E. Han Kim, professor of finance at U-M's Ross School of Business, says that CEO power can enhance firm performance and enrich shareholders---as long as CEOs employ power properly.
"Recent evidence on CEO power suggests that, in general, powerful CEOs are bad news for shareholders," Kim says. "But in most corporations, the CEO position is designed to be a center of power for coordination, efficiency and organizational discipline to enhance performance.
Power, Kim says, grants CEOs the ability to enhance shareholder value or further their own private benefits at the expense of shareholders. CEO power can be good, bad or benign, depending on the type of power and how they make use of it.
Kim and U-M doctoral student Yao Lu studied how CEO power affects firm performance and the impact of firm performance on CEO pay for more than 2,000 U.S publicly listed firms from 1993 to 2006.
They examined three separate dimensions of CEO power: structural power, ownership-related power and ability-based power. Structural power is based on formal organizational structure and hierarchical authority; ownership power stems from voting rights associated with share ownership; and ability-based power rises from the expertise and prestige of a CEO to effectively make decisions.

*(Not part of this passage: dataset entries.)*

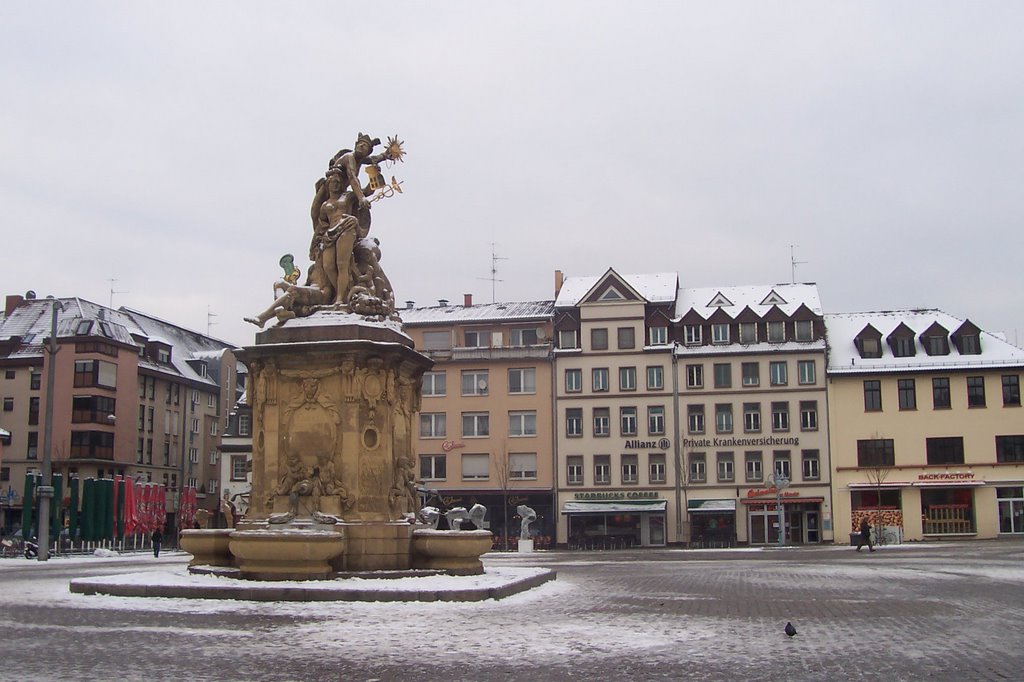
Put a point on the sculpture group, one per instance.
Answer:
(345, 273)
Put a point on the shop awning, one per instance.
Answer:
(612, 507)
(711, 505)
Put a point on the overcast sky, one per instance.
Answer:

Kim and Lu find that structural power can harm firm performance, but only when external corporate governance curbing CEO power is weak.
"Structural power helps CEOs exert their will to achieve personal objectives by making their pay, for example, less sensitive to performance or by shielding themselves from challenges by external shareholders," Kim says. "Structurally powerful CEOs often get their way by having board members and other executives---many of whom they appoint---agree with their plans."

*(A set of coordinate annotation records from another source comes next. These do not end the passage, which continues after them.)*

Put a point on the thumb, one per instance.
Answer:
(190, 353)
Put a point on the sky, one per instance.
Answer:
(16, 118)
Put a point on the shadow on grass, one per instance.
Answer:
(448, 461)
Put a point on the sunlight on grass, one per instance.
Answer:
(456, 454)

Ownership power, on the other hand, can be a double-edged sword, depending on the level of ownership and the strength of external governance, the researchers say. At low levels of ownership, CEOs are more closely aligned with shareholders and may welcome monitoring by the market for corporate control in order to enjoy higher share returns and valuation associated with lower levels of entrenchment.
However, when CEOs' ownership is sufficiently large to allow them to pursue private benefits of control without fear of reprisal from within their firms, they may use ownership power to shield themselves from monitoring by the market for corporate control, Kim and Lu say.
Ability-based power, however, can be good for performance---but only when firms are operating under strong corporate governance, they say.
"Well-functioning external governance facilitates better utilization of a CEO's ability," Kim says. "Moreover, more-able CEOs do not reduce their pay sensitivity to performance nor monitoring by the corporate control market through entrenchment."
What determines the strength of external governance? Kim and Lu identify two sources of external governance: monitoring by highly concentrated institutional investor ownership and highly competitive product markets leaving no room for managerial slack. They help restrain CEO power and improve firm governance, they say, illustrating that other types of properly structured external pressure to check CEO power may also be good for the U.S. economy.
"In any case, the power-performance relation depends on how well external governance mechanisms work to curb CEO power," Kim says. "Firm performance is significantly related to structural power and to CEO share ownership when governance is weak. In contrast, the positive link between performance and ability power is significant when governance is strong."